Miré el galpón. Recordé cosas. Pensamientos que había encerrado ahí sin saberlo. Miedos viejos. Versiones de mí que no quise ser. Decisiones que no tomé.
—No pueden salir —dije—. No como yo.
—Uno sí —respondió la figura más adelantada.
—¿Y el otro?
—Desaparece.
El viento se levantó de golpe. Las hojas del patio crujieron. La casa pareció encogerse detrás de mí.
—No —repetí.
Las figuras avanzaron un paso.
—Elegí —dijeron.
Sentí algo romperse adentro. No un hueso. Una idea.
Comprendí entonces que el galpón no estaba creando copias. Estaba destilando. Separando capas. Puliendo versiones. Yo no era el original. Nunca lo había sido del todo.
Di un paso hacia atrás.
Las figuras avanzaron otro.
—No —dije—. Si uno sobra… que sea yo.
Hubo silencio.
Un silencio nuevo. Denso. Sorprendido.
Las figuras se miraron. La tercera, la más incompleta, se desdibujó un poco.

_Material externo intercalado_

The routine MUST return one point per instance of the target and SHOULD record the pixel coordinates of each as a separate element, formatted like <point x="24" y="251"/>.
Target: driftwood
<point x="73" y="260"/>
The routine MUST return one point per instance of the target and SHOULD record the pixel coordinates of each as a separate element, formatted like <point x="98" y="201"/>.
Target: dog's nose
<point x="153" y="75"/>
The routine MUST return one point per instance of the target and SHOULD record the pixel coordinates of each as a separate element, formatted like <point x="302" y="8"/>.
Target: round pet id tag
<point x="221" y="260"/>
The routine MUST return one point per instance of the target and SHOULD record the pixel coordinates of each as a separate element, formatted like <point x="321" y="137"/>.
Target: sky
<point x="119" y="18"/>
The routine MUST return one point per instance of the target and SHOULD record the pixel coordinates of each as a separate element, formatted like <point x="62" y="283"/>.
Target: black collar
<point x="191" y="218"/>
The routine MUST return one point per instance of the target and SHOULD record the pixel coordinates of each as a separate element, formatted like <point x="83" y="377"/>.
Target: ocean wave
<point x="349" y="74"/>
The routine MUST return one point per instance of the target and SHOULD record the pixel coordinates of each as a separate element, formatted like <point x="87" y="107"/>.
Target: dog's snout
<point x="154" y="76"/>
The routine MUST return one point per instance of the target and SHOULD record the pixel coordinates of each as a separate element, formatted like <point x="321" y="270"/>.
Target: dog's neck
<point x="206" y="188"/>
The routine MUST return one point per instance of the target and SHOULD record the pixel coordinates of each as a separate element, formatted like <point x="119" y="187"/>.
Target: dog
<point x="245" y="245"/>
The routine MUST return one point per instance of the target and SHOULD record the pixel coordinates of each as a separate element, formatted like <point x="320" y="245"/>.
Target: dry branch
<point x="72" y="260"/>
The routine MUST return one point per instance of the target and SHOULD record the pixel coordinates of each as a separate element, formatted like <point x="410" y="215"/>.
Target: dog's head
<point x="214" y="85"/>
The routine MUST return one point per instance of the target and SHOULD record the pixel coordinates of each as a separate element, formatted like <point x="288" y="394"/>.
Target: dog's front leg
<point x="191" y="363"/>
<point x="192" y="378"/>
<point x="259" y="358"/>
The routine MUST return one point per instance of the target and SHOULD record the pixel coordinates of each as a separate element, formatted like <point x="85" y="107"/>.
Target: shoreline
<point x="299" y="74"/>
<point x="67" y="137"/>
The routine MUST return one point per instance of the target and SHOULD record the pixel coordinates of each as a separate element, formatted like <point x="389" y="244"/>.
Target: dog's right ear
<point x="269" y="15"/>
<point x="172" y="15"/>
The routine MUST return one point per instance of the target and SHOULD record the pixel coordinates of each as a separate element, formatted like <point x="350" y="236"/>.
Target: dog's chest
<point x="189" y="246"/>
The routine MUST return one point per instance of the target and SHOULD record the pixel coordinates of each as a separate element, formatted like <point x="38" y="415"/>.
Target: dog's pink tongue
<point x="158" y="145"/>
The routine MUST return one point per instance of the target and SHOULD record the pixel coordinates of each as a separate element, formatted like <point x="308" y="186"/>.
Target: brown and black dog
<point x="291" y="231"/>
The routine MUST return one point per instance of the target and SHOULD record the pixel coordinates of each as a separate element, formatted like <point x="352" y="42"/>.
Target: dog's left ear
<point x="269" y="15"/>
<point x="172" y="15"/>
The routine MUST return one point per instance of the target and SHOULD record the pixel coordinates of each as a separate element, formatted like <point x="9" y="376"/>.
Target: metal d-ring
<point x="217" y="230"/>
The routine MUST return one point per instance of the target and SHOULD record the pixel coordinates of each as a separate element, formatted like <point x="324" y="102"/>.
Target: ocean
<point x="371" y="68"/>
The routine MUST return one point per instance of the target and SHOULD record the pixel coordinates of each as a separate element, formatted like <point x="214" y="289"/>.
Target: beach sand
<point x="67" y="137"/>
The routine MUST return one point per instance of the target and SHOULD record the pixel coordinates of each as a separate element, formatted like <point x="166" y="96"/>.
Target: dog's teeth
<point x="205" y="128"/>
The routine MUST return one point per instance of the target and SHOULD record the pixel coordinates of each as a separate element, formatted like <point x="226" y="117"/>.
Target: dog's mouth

—Eso no estaba previsto —dijo una.
—Lo aprendemos —dijo otra.
Sentí el piso vibrar. El galpón emitió un sonido profundo, como un suspiro viejo.
—Entonces entren —dije—. Pero no salgan más.
Las figuras dudaron. Por primera vez, dudaron de verdad.
La puerta del galpón se abrió sola.
Adentro, el espacio parecía más grande. Más hondo.
Las figuras comenzaron a entrar, una por una. A medida que lo hacían, algo se desprendía de mí. No físicamente. Era otra cosa: un alivio doloroso. Como perder recuerdos que pesan.
La última figura se volvió hacia mí.
—Gracias —dijo.
—No —respondí—. Perdón.
La puerta se cerró.
El galpón quedó quieto.
Pasaron días. Semanas.
Nada volvió a salir.
Yo seguí viviendo.
Pero a veces, al caminar, noto que mi paso es distinto. Más liviano. Como si me faltara algo. Y otras veces, cuando paso frente al galpón, juro escuchar risas apagadas, conversaciones qu
e no entiendo, como si adentro hubiera una vida completa, ensayando cómo ser yo… pero ya no necesitándome.
Y entonces me pregunto —sin miedo, casi con alivio— si realmente fui yo el que quedó afuera.